The idea is that education should be subsidised as it generates
external benefits. A more educated person benefits not only herself
but also others by being a better citizen, parent, neighbour and
friend. However, a voucher that a student may use in alternative
educational institutions may be better than a direct subsidy as
it may increase the freedom of choice of the student and the efficiency
of suppliers by enhancing competition. I understand that some
countries including Sweden and the US have certain voucher-equivalent
systems or are experimenting with the voucher system. Australia
should be thinking along the same line. However, it may be necessary
to have safeguards to ensure educational standards due to another
kind of external effect. Due to imperfect information, employers
judge the quality of graduates from the reputation established
by previous graduates. Thus, the effective lowering of standards
now imposes negligible costs on current students but substantial
costs on future students. Thus, if everything is ruled by current
supply and demand, standards may fall, especially in the presence
of many decision-makers with short time horizons.
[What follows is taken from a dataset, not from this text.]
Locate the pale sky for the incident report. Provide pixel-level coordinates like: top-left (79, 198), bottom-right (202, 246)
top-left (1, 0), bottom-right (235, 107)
If you were to scale back the role of government in the provision
of goods and services in Australia where would you start and where
would you finish?
I am in favour of scaling back from all those areas where private
provision can effectively take over. This has been taking place,
especially in Victoria. There have been quite a few successful
privatisations in Australia, including the Commonwealth Bank and
Telstra. Efficiency has improved significantly and the share prices
have tripled. However, I also want the government to dramatically
increase spending on the necessary areas, especially on education
and research and on environmental protection. The pressure to
keep up with the Joneses makes people think that private consumption
is very important, causing a bias against public spending. Recent
studies show that per-capita consumption correlates very little
with either measures of happiness or quality-of-life indicators.
However, these indicators have improved significantly over time
associated with breakthroughs in science, technology and other
knowledge at the world level. These breakthroughs depend more
on public spending on research than on private consumption. For
example, the central public finance question of the optimal level
of government spending is so under-researched that the factors
I have raised here are not widely known. Brain stimulation is
another area that is under-researched. It has been known for over
four decades that the stimulation of certain areas in the brain
can induce intense pleasure with no damage and without diminishing
marginal utility. No further research has been done to perfect
this possible method of increasing welfare for the community by
a quantum leap. I for one would be prepared to pay more than my
annual income for such a stimulator! The amount of research spending
on this is a trivial fraction of its worth.